Sometime in 1961, Dot got pregnant.
Paul's very conservative father forbade them giving up the baby for adoption, and a wedding was planned. Paul bought his expectant girlfriend a gold engagement ring and was ready to "do the right thing." But fate intervened, and Dot miscarried after three months. The wedding was cancelled. (If Dot had given birth, the entire history of the Beatles would, of course, have been changed.)
Dot was never to forget the sight of Paul bringing her a batch of flowers and comforting her after he heard about the miscarriage.
Dot became good friends with John Lennon's girlfriend, Cynthia Powell. Cyn was to remember Dot as "a gentle soul who blushed frequently." The two would go incognito to watch their boyfriends play at local gigs around Liverpool.
When the band went off to play in Hamburg, Germany, Paul wrote to Dot almost every day. (The song "P.S. I Love You," the B-side of the first Beatles record, was written about Dot.)
Dot and Cynthia went to visit the boys in Hamburg, and both would recall the sight of their two boyfriends running madly to welcome them and show them the local Hamburg sights. Dot and Paul lived together in Hamburg in a cabin on a houseboat. About these happy days, Dot remembered the two of them being "very cuddly, lovely, close."

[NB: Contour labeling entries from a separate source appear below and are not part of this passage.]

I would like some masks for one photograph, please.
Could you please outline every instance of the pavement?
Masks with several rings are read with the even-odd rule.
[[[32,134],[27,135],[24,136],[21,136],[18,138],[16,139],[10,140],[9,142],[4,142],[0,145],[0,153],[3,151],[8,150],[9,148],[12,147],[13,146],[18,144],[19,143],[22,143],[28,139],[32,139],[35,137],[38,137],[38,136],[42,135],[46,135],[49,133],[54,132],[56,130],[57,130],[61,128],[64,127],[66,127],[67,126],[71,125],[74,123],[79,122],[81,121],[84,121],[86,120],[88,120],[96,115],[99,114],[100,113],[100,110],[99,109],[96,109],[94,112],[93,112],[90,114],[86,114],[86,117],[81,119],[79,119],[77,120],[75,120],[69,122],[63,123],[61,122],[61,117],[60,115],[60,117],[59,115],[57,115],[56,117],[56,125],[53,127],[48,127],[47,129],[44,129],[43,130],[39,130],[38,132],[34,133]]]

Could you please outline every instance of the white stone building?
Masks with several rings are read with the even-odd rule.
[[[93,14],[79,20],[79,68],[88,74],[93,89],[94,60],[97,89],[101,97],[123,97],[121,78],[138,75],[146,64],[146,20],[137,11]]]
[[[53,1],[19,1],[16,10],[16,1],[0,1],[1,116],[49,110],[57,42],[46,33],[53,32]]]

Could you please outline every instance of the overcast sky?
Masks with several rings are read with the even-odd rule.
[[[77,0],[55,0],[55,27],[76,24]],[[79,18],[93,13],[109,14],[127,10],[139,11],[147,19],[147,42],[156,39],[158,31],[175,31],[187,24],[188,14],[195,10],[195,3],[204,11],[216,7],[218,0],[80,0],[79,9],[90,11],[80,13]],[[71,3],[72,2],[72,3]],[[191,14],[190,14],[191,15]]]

But still, in spite of the generally happy times, the young couple would sometimes have very furious fights.
By the summer of 1962, with the Beatles on the brink of national fame, Paul decided to call it quits with Dot.
Cynthia remembered the sad night -- a girls night hanging out, no guests expected, with Dot decked out in a baggy sweater with curlers in her hair. Out of the blue, Paul pounded on the door and informed Dot their three year relationship was over. He stalked off, leaving Dot in a state of shock.
The reason for Paul's abrupt severing of the relationship is a bit nebulous; some say Dot was pressing for marriage and Paul didn't want that. Dot was devastated, and it took her months to recover from the shock. She joined the civil service, hoping to escape Paul's memory, but unfortunately, the Beatles soon hit it big and "it was Beatles, Beatles, Beatles," said Dot.
Shortly thereafter, Dot decided to leave Liverpool and make a new life for herself.
She moved to Canada and met her future husband within four days.
Dot was to see Paul again briefly when the Beatles played a gig in Toronto in 1965. Many years later, when Paul's group Wings played the Maple Leaf Garden, Paul invited his ex-girlfriend to attend and sent a Rolls Royce to pick up Dot, her husband, and her daughter.
After the concert, Paul and Dot got a chance to talk, and Paul answered many questions Dot had about their time together. According to her friend Sandra, this meeting with Paul helped Dot tremendously and provided answers to questions she had carried for more than 40 years.
"When she met Paul again, the ghost was laid," said Sandra.
At last, Dot Rhone, Paul McCartney's first girlfriend, had achieved her own closure.